The SAT team is a well known club at RAHS for being a way for students to get in touch with their aerospace passion. The members have many new plans for the 2017 school year they hope will uphold their reputation and improve it.
CubeSat, a satellite program, is an opportunity in which the members of the team take full pride. Cole Evans, senior and one of the students involved in the making of SAT team, is passionate about the potential that CubeSat holds.
“Our CubeSat team was started in 2015 by Eli Mackley (who is now a freshman at [Purdue]), myself, and 5 other students,” said Evans. “It took a while to stabilize, but we are now in the process of designing our own cubesat that will fly into earth orbit.”
CubeSat is a program that encourages students to transcend the normal hobbies of high school students, and really reflect the initial purpose of RAHS.
“Cubesat is a 10×10 centimeter cube satellite,” said Evans. “By standardizing the design requirements, they can be placed in a canisterized deployer and can ride on many different rockets without having to go through a lengthy certification process.”
The purpose of the CubeSat project can aid students’ futures as well as go in depth with the aerospace side of RAHS.
“Many universities have launched them in an effort to have students gain knowledge in the design of spacecraft systems,” said Evans. “They can also be used as an inexpensive testbed for new technologies that may go on larger satellites later on.”
The team over the years has implemented new changes from things they’ve learned over the years. Through these changes SAT has grown from a small club into a well developed and respected team at RAHS.
“The team has grown from the original size significantly,” said Evans. “We’ve also partnered with local aerospace companies such as Planetary Resources, Blue Origin, and the [University] of Washington to mentor students.”
The team has brought in many students together through similar interest. Junior David Hadley is a very active member of the SAT team and is passionate about the purpose of CubeSat.
“SAT team is a way for me to work on hands on projects that are related to upper atmosphere in space,” said Hadley. “Whether that be working towards launching a balloon in the short term or launching a CubeSat in the longer term, being involved in stuff happening in space is something I’m interested in.”
The SAT team has come a long way since it first began making improvements and learning from what they have and have not done. The team is still seeing what they can improve on and what they can add to the program to make it a better experience.
“At the start, we just went at it and started building a satellite,” said Hadley. “That didn’t work because we had no background knowledge on it, so we took a step back and focused on the technical skills needed to build a satellite.”
The SAT team has grown into an unique part of RAHS because of the members involved, the opportunities it has offered to students, and the potential it holds.
“It’s always something cool to talk about at networking events,” said Hadley. “There aren’t that many CubeSat teams out there, not at the highschool level.”
The students on the team appreciate the many opportunities and connections that come with being a part of the club.
“We have kids who are launching with the UW CubeSat,” said Hadley. “It’s presented us a lot of opportunities like going to events and being more involved with the space community. It’s given us lots of connections with planetary researchers, lots of internships that kind of stuff.”
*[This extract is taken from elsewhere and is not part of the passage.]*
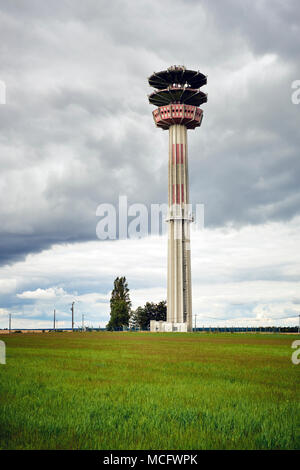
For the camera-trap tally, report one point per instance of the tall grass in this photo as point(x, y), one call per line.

SAT team has made a few new additions to their schedule this year, such as sustaining the team’s stable and positive prospects for the future.
“This year, SAT team is focusing on making the team more sustainable, by passing down knowledge and making sure the team is still moving forward,” said Hadley.
The SAT has made some goals they hope to achieve this year. These goals help the team build knowledge on the subject and allow the team to maintain their current status.
“We should be launching two balloon projects this year,” said Hadley, “one of which should have a 360 virtual reality camera on it that should give us good proof of [a] concept which is eventually helpful for the CubeSat and for getting good 360 footage for marketing purposes.”
Sophomore Mollie Brombaugh is a member of the team and is very pleased with her experiences with the CubeSat program.
“I have loved my experience with SAT team,” said Brombaugh, “I have found that all the members have been really friendly, outgoing, and inviting. It is really fun to work on a large-scale project and learn useful skills. I have made a lot of really good friends and have had a really fun time overall.”
Brombaugh sees the team purpose as not what they have or will accomplish but rather how the members grow with the growth of the team.
“The purpose of SAT Team is not necessarily to build and launch satellites and high-altitude balloons,” said Brombaugh, “but to develop skills and knowledge which will be useful later in life and in future careers. SAT team encourages the growth and change of its members.”
SAT team and its members has improved and remodeled themselves based on their experiences. The team is undergoing changes this year as well attempting to create an environment where learning is a passion.
“Currently, our team is working on building up the skills needed to successfully tackle our goal,” said Brombaugh. “Some of us are working on building up a programming skillset and others are learning more about electronics.”